東京都内における孤独死者数の推移 | ||||||
---|---|---|---|---|---|---|
平成15年 | 平成20年 | 平成23年 | 平成24年 | 平成25年 | 平成26年 | 平成27年 |
1451人 | 2211人 | 2618人 | 2733人 | 2878人 | 2891人 | 3127人 |
平成15年度の1451人に対して、その人数は2倍以上にも膨れあがっているのです。孤独死者数が3000人を超えたのも平成27年度が初で、その人数は今後も増え続けるであろうと予測されています。
孤独死が増えている原因
他者と接する機会の減少
近所付き合いの減少
一人暮らしをしている高齢者のうち半数以上は日常生活での近所付き合いを避ける傾向にあります。
- 回覧板を回す
- 近所の公園を清掃する
- 町内会のイベントに参加する
のような付き合いが嫌で、都会のマンションへと引っ越す人もいるほどです。
そのため、何か病気や発作で体に異常が起きた場合であっても、周りに頼れる人はおらず、誰にも気付かれることなく最悪のケースに至る場合も少なくありません。
疎遠になる家族関係
かつては二世帯住宅に住む人が多く、親の面倒を子どもが見ることが基本であったため、あまり表沙汰にはなっていませんでしたが、核家族化が進み親と子どもが離れて暮らすようになったことで、孤独死の問題は世間に広く知れわたるようになります。

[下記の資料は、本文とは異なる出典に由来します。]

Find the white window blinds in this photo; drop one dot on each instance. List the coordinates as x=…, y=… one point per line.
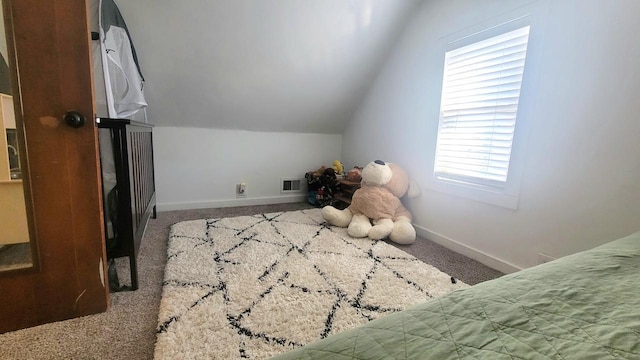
x=478, y=111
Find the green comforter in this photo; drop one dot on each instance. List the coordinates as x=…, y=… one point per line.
x=583, y=306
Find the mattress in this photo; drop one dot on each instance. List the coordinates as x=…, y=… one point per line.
x=583, y=306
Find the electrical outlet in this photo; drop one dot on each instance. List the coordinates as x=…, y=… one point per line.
x=544, y=258
x=241, y=190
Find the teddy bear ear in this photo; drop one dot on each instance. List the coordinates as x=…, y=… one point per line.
x=414, y=189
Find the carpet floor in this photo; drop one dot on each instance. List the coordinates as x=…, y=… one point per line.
x=128, y=329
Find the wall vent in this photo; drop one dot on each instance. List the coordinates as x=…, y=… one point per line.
x=291, y=185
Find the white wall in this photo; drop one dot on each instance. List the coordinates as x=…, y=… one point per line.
x=199, y=168
x=581, y=175
x=267, y=65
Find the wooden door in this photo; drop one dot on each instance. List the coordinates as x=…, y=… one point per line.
x=52, y=53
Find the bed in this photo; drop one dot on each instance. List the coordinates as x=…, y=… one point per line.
x=583, y=306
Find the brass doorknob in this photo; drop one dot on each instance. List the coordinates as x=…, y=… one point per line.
x=74, y=119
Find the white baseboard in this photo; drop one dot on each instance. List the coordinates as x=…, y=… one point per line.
x=231, y=202
x=482, y=257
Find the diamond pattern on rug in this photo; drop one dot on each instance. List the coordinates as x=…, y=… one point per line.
x=256, y=286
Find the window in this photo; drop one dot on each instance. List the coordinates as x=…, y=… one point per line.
x=479, y=106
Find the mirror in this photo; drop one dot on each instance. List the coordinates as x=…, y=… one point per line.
x=16, y=247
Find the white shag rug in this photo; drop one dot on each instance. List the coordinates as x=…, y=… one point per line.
x=256, y=286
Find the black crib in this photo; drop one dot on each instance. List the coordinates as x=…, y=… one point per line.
x=134, y=197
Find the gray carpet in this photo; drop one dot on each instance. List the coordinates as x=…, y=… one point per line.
x=128, y=329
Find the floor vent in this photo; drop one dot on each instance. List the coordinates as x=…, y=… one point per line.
x=291, y=185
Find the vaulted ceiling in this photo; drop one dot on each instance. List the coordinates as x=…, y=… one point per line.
x=261, y=65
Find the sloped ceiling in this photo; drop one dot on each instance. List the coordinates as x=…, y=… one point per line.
x=261, y=65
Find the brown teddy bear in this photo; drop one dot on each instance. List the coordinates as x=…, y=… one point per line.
x=377, y=202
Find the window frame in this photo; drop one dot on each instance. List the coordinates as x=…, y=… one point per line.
x=506, y=196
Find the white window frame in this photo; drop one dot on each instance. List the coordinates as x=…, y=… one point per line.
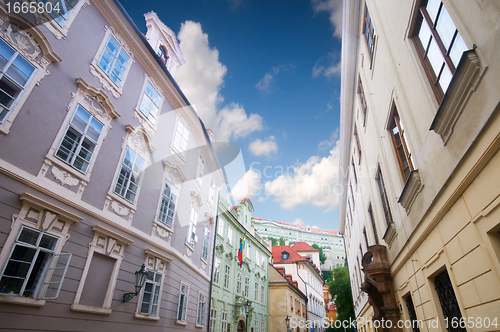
x=107, y=243
x=247, y=287
x=223, y=326
x=182, y=310
x=200, y=310
x=59, y=30
x=150, y=120
x=213, y=320
x=19, y=46
x=230, y=235
x=217, y=267
x=206, y=243
x=156, y=263
x=191, y=238
x=227, y=276
x=220, y=227
x=181, y=134
x=34, y=214
x=239, y=283
x=106, y=82
x=199, y=170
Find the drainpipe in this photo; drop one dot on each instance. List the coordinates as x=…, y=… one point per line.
x=307, y=296
x=213, y=255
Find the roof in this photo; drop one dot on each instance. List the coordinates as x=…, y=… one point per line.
x=312, y=229
x=302, y=246
x=292, y=258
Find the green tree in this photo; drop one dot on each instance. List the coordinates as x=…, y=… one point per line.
x=340, y=288
x=322, y=256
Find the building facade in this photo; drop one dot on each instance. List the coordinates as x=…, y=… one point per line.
x=419, y=140
x=286, y=301
x=330, y=241
x=234, y=284
x=309, y=280
x=101, y=173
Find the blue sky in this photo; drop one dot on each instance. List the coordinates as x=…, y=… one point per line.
x=265, y=74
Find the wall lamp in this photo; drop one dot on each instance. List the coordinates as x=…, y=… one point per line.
x=140, y=279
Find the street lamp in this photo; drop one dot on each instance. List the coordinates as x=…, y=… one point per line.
x=140, y=279
x=247, y=310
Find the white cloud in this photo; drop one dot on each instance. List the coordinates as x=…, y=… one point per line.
x=202, y=78
x=327, y=67
x=266, y=83
x=315, y=183
x=328, y=143
x=267, y=148
x=248, y=186
x=334, y=8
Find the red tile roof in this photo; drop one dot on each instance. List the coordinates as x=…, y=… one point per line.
x=302, y=246
x=302, y=228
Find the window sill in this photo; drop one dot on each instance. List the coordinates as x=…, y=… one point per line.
x=147, y=317
x=90, y=309
x=463, y=83
x=15, y=299
x=412, y=188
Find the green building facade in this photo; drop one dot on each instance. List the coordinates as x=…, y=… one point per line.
x=232, y=285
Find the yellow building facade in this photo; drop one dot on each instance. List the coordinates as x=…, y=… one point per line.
x=285, y=301
x=420, y=124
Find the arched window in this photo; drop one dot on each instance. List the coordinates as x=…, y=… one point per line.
x=162, y=53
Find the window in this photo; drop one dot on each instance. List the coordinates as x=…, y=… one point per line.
x=412, y=314
x=211, y=195
x=167, y=205
x=127, y=183
x=114, y=60
x=224, y=322
x=162, y=53
x=151, y=294
x=220, y=227
x=230, y=235
x=199, y=172
x=213, y=320
x=247, y=286
x=80, y=141
x=227, y=276
x=182, y=306
x=238, y=283
x=369, y=33
x=362, y=99
x=439, y=44
x=358, y=144
x=206, y=240
x=200, y=316
x=402, y=150
x=217, y=270
x=181, y=138
x=15, y=72
x=193, y=219
x=151, y=102
x=383, y=196
x=372, y=221
x=31, y=261
x=448, y=301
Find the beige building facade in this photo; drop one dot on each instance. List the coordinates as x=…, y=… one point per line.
x=419, y=140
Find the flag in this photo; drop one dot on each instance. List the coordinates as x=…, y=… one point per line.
x=241, y=255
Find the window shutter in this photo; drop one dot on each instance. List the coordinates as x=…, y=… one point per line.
x=55, y=276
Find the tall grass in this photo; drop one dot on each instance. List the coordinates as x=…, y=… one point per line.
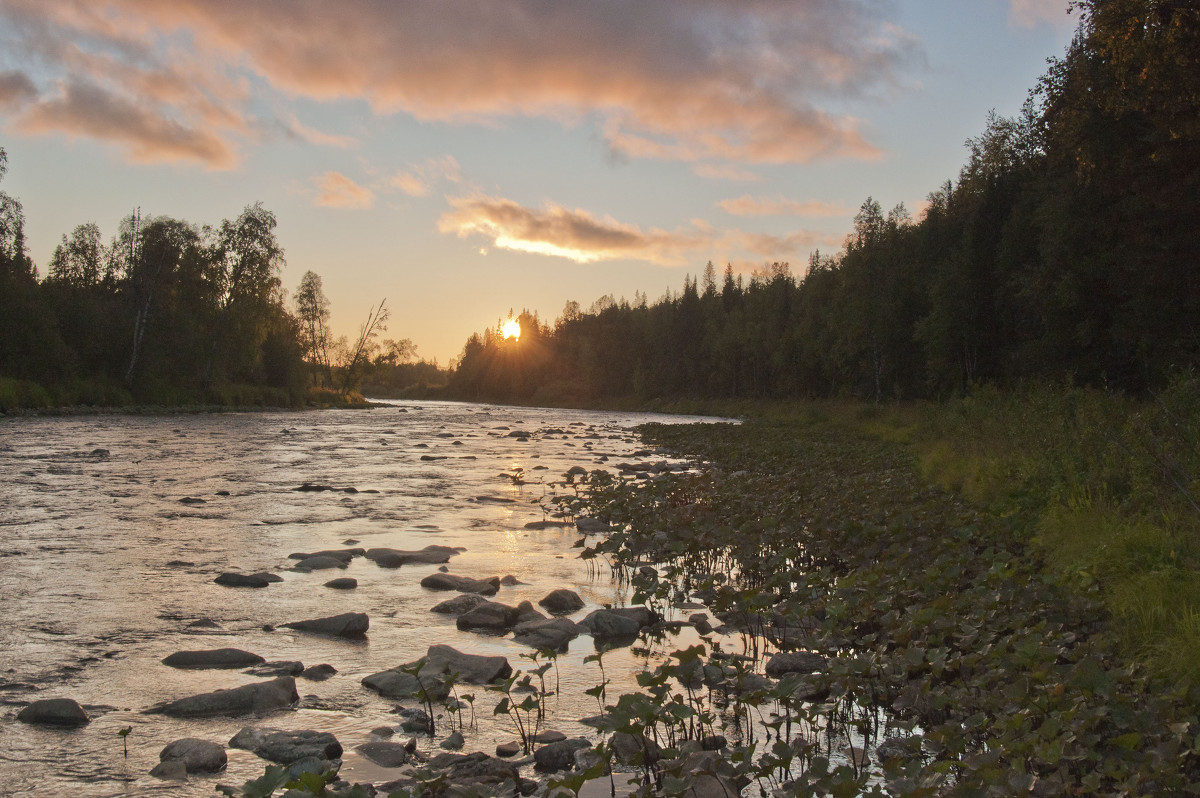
x=1103, y=487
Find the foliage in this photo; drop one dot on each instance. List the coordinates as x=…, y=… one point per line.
x=941, y=633
x=1065, y=251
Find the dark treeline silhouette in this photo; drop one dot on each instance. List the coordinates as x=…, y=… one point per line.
x=1067, y=251
x=166, y=312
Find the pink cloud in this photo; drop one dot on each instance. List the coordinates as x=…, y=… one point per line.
x=748, y=205
x=573, y=234
x=682, y=79
x=418, y=179
x=81, y=109
x=335, y=190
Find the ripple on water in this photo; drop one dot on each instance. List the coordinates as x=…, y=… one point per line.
x=99, y=607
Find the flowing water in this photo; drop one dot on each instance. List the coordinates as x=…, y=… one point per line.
x=113, y=527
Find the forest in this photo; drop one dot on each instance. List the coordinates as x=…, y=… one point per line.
x=1063, y=252
x=173, y=313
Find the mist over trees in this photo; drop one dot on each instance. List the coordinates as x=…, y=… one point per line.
x=1066, y=250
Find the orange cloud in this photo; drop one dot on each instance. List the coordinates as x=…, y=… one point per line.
x=748, y=205
x=725, y=172
x=82, y=109
x=573, y=234
x=16, y=89
x=580, y=237
x=681, y=79
x=335, y=190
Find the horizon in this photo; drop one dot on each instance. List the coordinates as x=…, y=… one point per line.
x=463, y=163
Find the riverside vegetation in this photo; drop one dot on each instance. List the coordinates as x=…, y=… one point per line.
x=983, y=598
x=1037, y=637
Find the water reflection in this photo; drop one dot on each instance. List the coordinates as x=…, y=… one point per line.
x=114, y=527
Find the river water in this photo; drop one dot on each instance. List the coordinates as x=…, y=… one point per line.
x=113, y=527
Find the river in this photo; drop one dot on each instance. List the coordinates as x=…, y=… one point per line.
x=113, y=528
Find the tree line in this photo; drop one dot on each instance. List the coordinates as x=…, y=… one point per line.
x=169, y=312
x=1065, y=251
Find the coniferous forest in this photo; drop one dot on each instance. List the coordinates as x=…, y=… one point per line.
x=1066, y=251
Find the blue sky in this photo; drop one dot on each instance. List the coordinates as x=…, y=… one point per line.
x=465, y=159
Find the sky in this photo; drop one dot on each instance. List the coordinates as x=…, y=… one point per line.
x=463, y=159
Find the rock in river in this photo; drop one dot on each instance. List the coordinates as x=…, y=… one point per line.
x=396, y=557
x=384, y=754
x=348, y=624
x=490, y=616
x=562, y=601
x=318, y=563
x=609, y=624
x=287, y=747
x=549, y=633
x=490, y=586
x=258, y=697
x=215, y=658
x=241, y=580
x=472, y=669
x=460, y=604
x=796, y=663
x=197, y=755
x=54, y=712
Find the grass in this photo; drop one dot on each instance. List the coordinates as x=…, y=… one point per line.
x=1006, y=634
x=1103, y=489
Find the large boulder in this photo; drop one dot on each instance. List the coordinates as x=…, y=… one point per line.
x=439, y=660
x=251, y=699
x=197, y=755
x=561, y=755
x=796, y=663
x=472, y=669
x=490, y=586
x=397, y=684
x=549, y=633
x=460, y=604
x=396, y=557
x=385, y=754
x=469, y=771
x=348, y=624
x=562, y=601
x=345, y=555
x=490, y=616
x=286, y=747
x=609, y=624
x=318, y=563
x=527, y=613
x=232, y=580
x=54, y=712
x=214, y=658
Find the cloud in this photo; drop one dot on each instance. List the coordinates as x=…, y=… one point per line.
x=1030, y=13
x=294, y=129
x=777, y=247
x=748, y=205
x=580, y=237
x=335, y=190
x=16, y=89
x=418, y=179
x=747, y=82
x=81, y=109
x=725, y=172
x=573, y=234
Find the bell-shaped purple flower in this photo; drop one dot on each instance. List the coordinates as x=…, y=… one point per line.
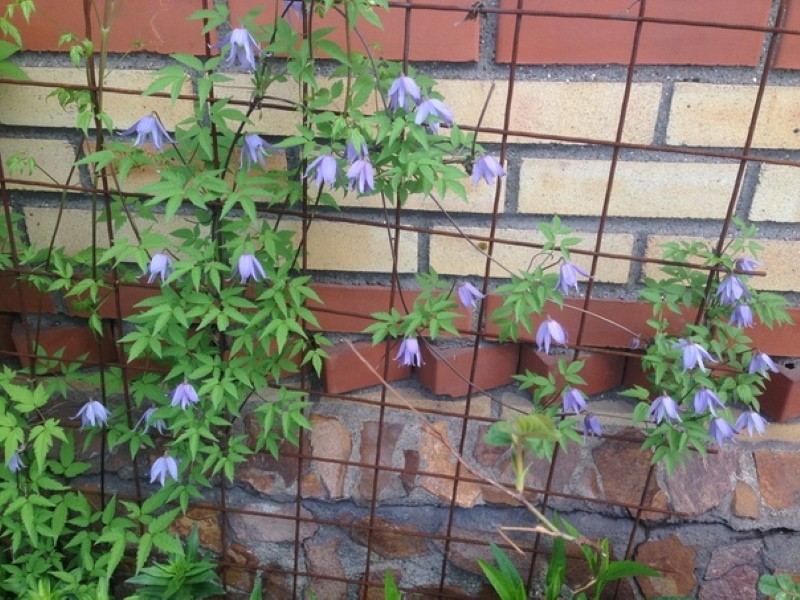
x=403, y=92
x=487, y=168
x=409, y=353
x=720, y=430
x=164, y=467
x=550, y=331
x=706, y=400
x=93, y=413
x=573, y=401
x=184, y=395
x=761, y=363
x=433, y=108
x=742, y=315
x=693, y=354
x=325, y=169
x=752, y=421
x=254, y=151
x=248, y=268
x=664, y=406
x=568, y=276
x=160, y=266
x=468, y=295
x=149, y=128
x=243, y=48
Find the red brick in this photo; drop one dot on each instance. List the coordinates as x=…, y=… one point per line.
x=560, y=40
x=435, y=34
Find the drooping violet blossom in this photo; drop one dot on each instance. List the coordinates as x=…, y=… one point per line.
x=573, y=401
x=761, y=363
x=664, y=406
x=15, y=463
x=93, y=413
x=254, y=151
x=409, y=353
x=487, y=168
x=706, y=400
x=731, y=290
x=160, y=266
x=248, y=268
x=568, y=276
x=468, y=294
x=550, y=331
x=435, y=108
x=149, y=128
x=325, y=169
x=693, y=354
x=162, y=467
x=402, y=92
x=720, y=430
x=752, y=421
x=243, y=48
x=184, y=395
x=742, y=315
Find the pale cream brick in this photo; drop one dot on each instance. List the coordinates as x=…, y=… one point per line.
x=777, y=196
x=29, y=105
x=53, y=158
x=719, y=115
x=358, y=248
x=456, y=256
x=576, y=109
x=782, y=274
x=641, y=189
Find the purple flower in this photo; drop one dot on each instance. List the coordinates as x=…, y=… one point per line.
x=720, y=430
x=693, y=354
x=731, y=290
x=15, y=463
x=573, y=401
x=325, y=169
x=148, y=127
x=409, y=353
x=751, y=420
x=568, y=276
x=664, y=406
x=254, y=151
x=162, y=467
x=248, y=267
x=92, y=413
x=402, y=91
x=761, y=363
x=706, y=399
x=591, y=425
x=487, y=168
x=160, y=266
x=436, y=108
x=361, y=176
x=242, y=50
x=742, y=315
x=549, y=331
x=184, y=395
x=468, y=294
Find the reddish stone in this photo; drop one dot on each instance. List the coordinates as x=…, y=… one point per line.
x=674, y=560
x=446, y=371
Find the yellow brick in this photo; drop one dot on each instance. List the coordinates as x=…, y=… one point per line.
x=28, y=105
x=359, y=248
x=719, y=115
x=456, y=256
x=576, y=109
x=641, y=189
x=782, y=274
x=53, y=157
x=776, y=197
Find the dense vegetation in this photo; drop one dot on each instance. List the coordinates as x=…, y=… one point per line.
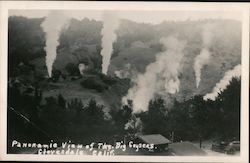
x=78, y=120
x=189, y=120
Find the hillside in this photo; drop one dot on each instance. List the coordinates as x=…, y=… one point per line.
x=137, y=44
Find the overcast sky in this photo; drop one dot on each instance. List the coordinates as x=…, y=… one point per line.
x=154, y=17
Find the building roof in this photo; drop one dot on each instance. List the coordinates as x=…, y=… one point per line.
x=155, y=139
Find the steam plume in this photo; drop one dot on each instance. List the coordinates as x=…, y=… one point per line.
x=161, y=77
x=203, y=58
x=110, y=24
x=222, y=84
x=52, y=26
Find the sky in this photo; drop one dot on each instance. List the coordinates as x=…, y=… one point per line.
x=153, y=17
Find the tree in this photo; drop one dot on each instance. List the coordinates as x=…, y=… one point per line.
x=155, y=119
x=229, y=100
x=61, y=101
x=72, y=69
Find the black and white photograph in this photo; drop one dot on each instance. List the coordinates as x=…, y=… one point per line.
x=109, y=82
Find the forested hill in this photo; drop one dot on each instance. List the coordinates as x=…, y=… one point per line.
x=137, y=44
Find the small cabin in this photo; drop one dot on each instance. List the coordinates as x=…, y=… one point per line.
x=160, y=142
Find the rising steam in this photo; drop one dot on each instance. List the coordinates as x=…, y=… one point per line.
x=52, y=26
x=110, y=24
x=222, y=84
x=161, y=77
x=203, y=58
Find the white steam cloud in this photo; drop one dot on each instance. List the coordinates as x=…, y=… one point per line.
x=110, y=24
x=222, y=84
x=161, y=77
x=52, y=26
x=203, y=58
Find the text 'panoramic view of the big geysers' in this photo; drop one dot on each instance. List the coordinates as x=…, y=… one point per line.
x=106, y=83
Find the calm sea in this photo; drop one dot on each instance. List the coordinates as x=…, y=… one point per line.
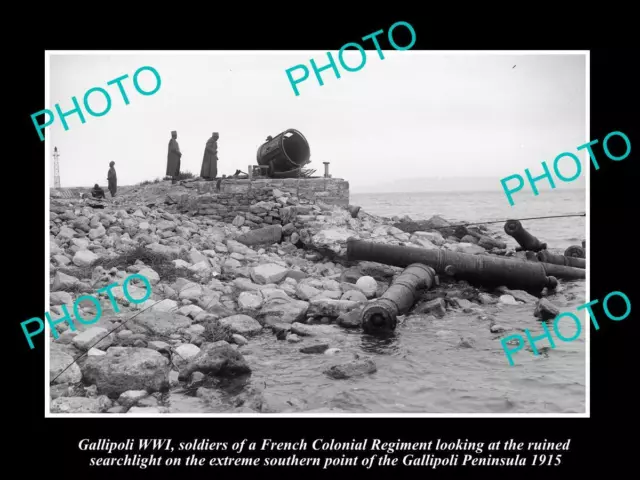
x=558, y=233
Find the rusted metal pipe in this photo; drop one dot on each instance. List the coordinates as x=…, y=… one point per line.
x=548, y=257
x=269, y=234
x=382, y=315
x=483, y=240
x=353, y=210
x=575, y=251
x=526, y=241
x=484, y=270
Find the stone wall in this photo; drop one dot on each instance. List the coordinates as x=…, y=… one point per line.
x=332, y=191
x=255, y=200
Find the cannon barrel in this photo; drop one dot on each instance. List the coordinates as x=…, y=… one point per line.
x=484, y=270
x=548, y=257
x=575, y=251
x=285, y=153
x=527, y=241
x=382, y=314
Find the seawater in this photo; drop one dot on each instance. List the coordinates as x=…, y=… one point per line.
x=426, y=367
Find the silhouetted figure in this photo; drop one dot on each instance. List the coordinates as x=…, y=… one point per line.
x=112, y=179
x=97, y=192
x=219, y=183
x=173, y=158
x=209, y=168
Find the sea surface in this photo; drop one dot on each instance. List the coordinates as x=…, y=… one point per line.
x=450, y=365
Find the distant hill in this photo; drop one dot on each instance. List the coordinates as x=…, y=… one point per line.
x=450, y=184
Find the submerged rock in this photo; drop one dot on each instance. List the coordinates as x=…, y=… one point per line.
x=127, y=368
x=217, y=359
x=352, y=369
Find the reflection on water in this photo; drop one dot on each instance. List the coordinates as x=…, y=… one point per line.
x=449, y=365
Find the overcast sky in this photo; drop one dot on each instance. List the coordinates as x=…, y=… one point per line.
x=408, y=116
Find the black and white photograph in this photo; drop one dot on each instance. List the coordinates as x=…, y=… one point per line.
x=227, y=239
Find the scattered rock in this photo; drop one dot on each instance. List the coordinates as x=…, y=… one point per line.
x=546, y=310
x=352, y=369
x=318, y=348
x=127, y=368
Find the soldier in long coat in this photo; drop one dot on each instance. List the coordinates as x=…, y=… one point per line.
x=209, y=168
x=173, y=158
x=112, y=179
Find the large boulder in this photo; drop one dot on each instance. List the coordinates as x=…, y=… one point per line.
x=127, y=368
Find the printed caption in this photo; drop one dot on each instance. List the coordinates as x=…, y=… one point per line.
x=324, y=453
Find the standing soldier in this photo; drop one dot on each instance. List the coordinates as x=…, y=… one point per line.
x=209, y=168
x=112, y=179
x=173, y=158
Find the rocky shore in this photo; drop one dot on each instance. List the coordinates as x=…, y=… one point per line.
x=213, y=297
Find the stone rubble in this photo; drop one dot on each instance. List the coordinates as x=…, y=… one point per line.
x=212, y=294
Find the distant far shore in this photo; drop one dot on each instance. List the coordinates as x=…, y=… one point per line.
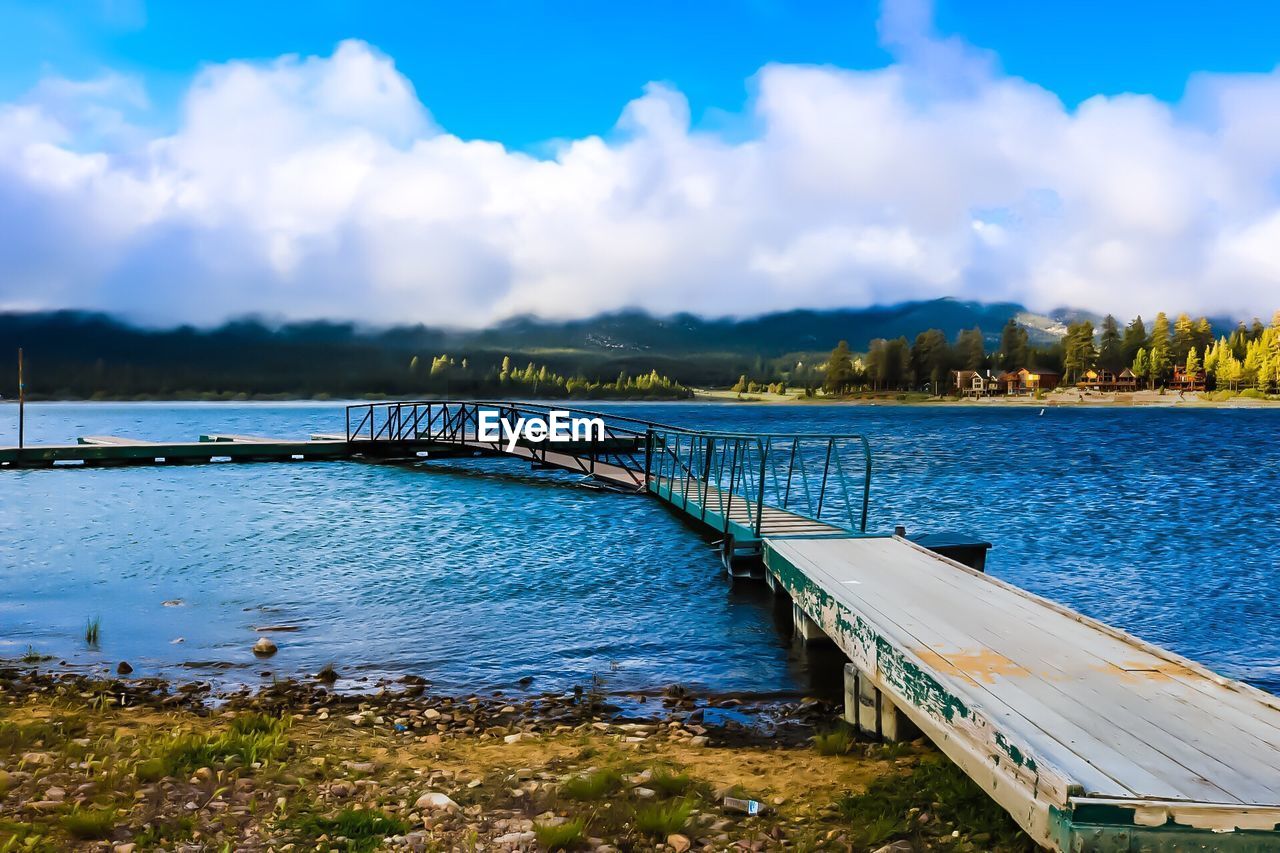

一緒に暮らしていればちょっとした体調の変化から病気の前兆を感じ取れるかもしれませんが、年に何回か会う程度ではそれが老いなのか病気の兆候なのかを判断するのは難しいでしょう。
また、長時間一緒に過ごした家族と離ればなれに暮らすことも、精神面にも多大な影響を与えるでしょう。
このような理由から孤独死での死亡者数は増え、多くのメディアで取り上げられるようになったのです。
ソーシャルメディアの普及
スマートフォンが身近なものとなり、ツイッターやフェイスブックで見知らぬ人と会話をすることも増えた一方、日常生活内で誰とも話すことなく一日を追える人が3割近くいるというのも事実です。なかには一週間誰とも話さなかった、と言う人もいるほどです。
このような状況が、家族や近所との付き合いを減らして孤立してしまう原因となります。
パラサイトシングルの増加
独身のままいつまでも親と同居し、食事・選択など生活のほとんどを親に依存する「パラサイトシングル」の増加と高齢化も独居老人増加の要因となり、結果的に孤独死者数の増加へとつながる恐れがあります。
日本人の結婚に対する意識低下と「晩婚化」への影響
テレビや雑誌などさまざまな媒体で取り上げられるようになってきた孤独死。原因は分かっていても問題解決には至っていないのが現状です。
私たちも深刻なこの状況をしっかりと理解し、自身が孤独死の予備軍にならないよう人付き合いを大切にする、親には定期的に連絡する、など、今すぐにでもできることから行動していくことが重要となるでしょう。